**Step 1:** We install PySpark which is the Python API for Apache Spark 

In [None]:
!pip install pyspark    # Installing pyspark Using pip

Looking in indexes: https://pypi.org/simple, https://us-python.pkg.dev/colab-wheels/public/simple/


**Step 2:**
Since PySpark uses Java, we need to have Java while using PySpark. We use Open JDK(or Open Java Development Kit) which is a open source and free implementation of Java Platform.

Extra info for understanding: Java Development Kit (in short JDK) is Kit which provides the environment to Develop and execute(run ) the Java program. JDK contains Java Run Environment (JRE) and Java Virtual Machine(JVM)

Here, '8' refers to the version and headless are software capable of working on a device without a graphical user interface. Such software receives inputs and provides output through other interfaces like network or serial port and is common on servers and embedded devices.

In [None]:
!apt install openjdk-8-jdk-headless -qq    

**Step 3:**  We need to set environment variables for the JDK

**JAVA_HOME** is the name of an environment variable on the operating system that points to the installation directory of JDK (Java Development Kit) or JRE (Java Runtime Environment)

Spark is written in the Scala programming language and requires the Java Virtual Machine to run. Therefore,we have to download Java inorder to proceed further

In [None]:
import os
os.environ["JAVA_HOME"]="/usr/lib/jvm/java-8-openjdk-amd64" 

**Step 4:** **PyDrive** is installed, as it simplifies many common Google Drive API tasks. It has the following features:

1. Simplifies OAuth2.0 into just few lines with flexible settings.

2. Wraps Google Drive API into classes of each resource to make your program more object-oriented.

3. Helps common operations else than API calls, such as content fetching and pagination control.

In [None]:
!pip install -U -q PyDrive

**Google-auth** is the Google authentication library for Python. This library provides the ability to authenticate to Google APIs using various methods.
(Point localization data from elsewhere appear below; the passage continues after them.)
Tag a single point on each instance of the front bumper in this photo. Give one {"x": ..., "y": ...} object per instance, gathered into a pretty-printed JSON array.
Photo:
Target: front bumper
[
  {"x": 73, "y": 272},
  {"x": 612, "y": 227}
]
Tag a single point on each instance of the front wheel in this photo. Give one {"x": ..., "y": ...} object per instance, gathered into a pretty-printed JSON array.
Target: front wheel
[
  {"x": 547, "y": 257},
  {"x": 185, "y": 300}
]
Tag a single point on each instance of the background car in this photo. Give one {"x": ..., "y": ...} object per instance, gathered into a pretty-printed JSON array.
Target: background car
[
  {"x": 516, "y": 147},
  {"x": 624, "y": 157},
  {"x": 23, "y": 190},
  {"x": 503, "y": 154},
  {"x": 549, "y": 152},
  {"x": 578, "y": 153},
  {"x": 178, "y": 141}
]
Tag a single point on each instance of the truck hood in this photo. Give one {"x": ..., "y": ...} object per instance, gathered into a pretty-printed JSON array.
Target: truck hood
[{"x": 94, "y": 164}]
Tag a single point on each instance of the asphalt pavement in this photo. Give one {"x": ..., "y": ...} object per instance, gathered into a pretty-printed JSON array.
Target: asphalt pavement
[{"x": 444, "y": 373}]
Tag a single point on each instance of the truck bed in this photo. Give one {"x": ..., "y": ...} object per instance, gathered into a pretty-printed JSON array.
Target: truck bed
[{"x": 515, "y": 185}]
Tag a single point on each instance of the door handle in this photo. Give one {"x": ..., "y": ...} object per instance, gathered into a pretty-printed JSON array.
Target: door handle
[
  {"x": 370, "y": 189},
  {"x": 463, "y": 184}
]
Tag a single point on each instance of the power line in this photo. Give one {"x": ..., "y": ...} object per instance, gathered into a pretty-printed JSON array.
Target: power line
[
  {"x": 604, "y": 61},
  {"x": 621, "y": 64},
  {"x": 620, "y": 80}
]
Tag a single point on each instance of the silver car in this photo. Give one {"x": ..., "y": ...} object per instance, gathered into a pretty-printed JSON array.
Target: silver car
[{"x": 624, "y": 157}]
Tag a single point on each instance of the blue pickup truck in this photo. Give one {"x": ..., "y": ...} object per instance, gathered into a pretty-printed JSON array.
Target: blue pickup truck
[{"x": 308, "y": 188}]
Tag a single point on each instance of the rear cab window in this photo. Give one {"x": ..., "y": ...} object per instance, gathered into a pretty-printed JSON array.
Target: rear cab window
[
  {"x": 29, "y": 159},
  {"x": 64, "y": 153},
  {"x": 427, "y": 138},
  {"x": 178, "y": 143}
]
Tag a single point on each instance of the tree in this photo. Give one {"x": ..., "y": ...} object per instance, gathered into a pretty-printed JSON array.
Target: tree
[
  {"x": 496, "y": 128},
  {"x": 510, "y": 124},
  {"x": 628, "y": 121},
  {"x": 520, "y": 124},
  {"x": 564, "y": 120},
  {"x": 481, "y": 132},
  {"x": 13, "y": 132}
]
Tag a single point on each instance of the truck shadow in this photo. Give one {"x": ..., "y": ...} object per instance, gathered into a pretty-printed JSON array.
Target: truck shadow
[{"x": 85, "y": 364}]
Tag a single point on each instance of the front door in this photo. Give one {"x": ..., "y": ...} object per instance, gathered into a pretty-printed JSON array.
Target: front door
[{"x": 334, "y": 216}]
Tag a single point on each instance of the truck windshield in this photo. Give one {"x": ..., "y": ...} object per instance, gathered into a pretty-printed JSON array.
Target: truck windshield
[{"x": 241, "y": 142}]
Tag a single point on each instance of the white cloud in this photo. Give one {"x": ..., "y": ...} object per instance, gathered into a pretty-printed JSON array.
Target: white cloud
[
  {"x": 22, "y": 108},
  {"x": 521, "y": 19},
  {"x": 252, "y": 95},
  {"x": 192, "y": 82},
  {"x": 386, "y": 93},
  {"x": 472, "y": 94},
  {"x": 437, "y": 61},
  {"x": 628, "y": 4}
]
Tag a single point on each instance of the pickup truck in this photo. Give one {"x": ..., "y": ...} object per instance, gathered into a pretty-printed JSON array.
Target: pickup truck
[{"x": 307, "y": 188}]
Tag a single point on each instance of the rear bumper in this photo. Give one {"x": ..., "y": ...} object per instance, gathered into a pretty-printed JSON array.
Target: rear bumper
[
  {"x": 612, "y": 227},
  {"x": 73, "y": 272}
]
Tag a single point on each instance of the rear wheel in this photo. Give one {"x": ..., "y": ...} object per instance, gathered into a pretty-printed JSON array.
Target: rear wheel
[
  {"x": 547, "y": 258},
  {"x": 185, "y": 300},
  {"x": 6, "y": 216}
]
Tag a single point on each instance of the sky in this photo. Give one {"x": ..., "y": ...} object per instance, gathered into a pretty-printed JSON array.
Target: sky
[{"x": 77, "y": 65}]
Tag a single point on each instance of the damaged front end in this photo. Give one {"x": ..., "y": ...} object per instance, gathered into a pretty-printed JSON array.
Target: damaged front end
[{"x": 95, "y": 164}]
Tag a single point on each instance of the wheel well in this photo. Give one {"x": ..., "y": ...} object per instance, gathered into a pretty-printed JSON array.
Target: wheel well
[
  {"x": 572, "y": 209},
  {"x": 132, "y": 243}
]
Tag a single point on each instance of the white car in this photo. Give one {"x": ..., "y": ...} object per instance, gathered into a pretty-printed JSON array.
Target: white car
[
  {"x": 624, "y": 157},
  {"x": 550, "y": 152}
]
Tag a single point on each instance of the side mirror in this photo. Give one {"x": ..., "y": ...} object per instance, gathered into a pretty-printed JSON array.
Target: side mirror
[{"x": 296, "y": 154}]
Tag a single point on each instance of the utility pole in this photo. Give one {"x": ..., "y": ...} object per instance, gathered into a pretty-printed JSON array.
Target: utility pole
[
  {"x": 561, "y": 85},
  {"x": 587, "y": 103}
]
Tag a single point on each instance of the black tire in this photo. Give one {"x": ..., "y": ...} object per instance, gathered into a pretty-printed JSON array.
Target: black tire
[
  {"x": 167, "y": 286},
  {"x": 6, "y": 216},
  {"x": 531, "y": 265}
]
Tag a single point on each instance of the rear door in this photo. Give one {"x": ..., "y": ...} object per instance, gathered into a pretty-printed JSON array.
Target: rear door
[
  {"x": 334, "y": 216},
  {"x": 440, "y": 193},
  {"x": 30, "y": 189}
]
**PyDrive** is a wrapper library of google-api-python-client that simplifies many common Google Drive API tasks

**Credentials** are used to obtain an access token from Google's authorization servers 

In [None]:

from pydrive.auth import GoogleAuth 
from pydrive.drive import GoogleDrive 
from google.colab import auth
from oauth2client.client import GoogleCredentials

auth.authenticate_user()
gauth = GoogleAuth()
gauth.credentials = GoogleCredentials.get_application_default()
drive = GoogleDrive(gauth)

**Step 5:**Downloading the dataset

In [None]:
fileDownloaded = drive.CreateFile({'id':'1BAPG9YpWbubt3lbvXBjgbufTM3Bvz9GL'}) #downloading the file 
fileDownloaded.GetContentFile('mini_spark_event_data.json')

**Step 6:** Importing necessary libraries

In [None]:
import numpy as np #used for working with arrays

import pandas as pd # provides high-performance data manipulation in Python

from pyspark.sql import SparkSession  #SparkSession can be used create DataFrame , register DataFrame as tables, execute SQL over tables, cache tables, and read parquet files.

from pyspark.sql.functions import udf #UDF is a User Defined Function that is used to create a reusable function in Spark

from pyspark.sql import Window #PySpark Window function performs statistical operations such as rank, row number, etc. on a group, frame, or collection of rows and returns results for each row individually.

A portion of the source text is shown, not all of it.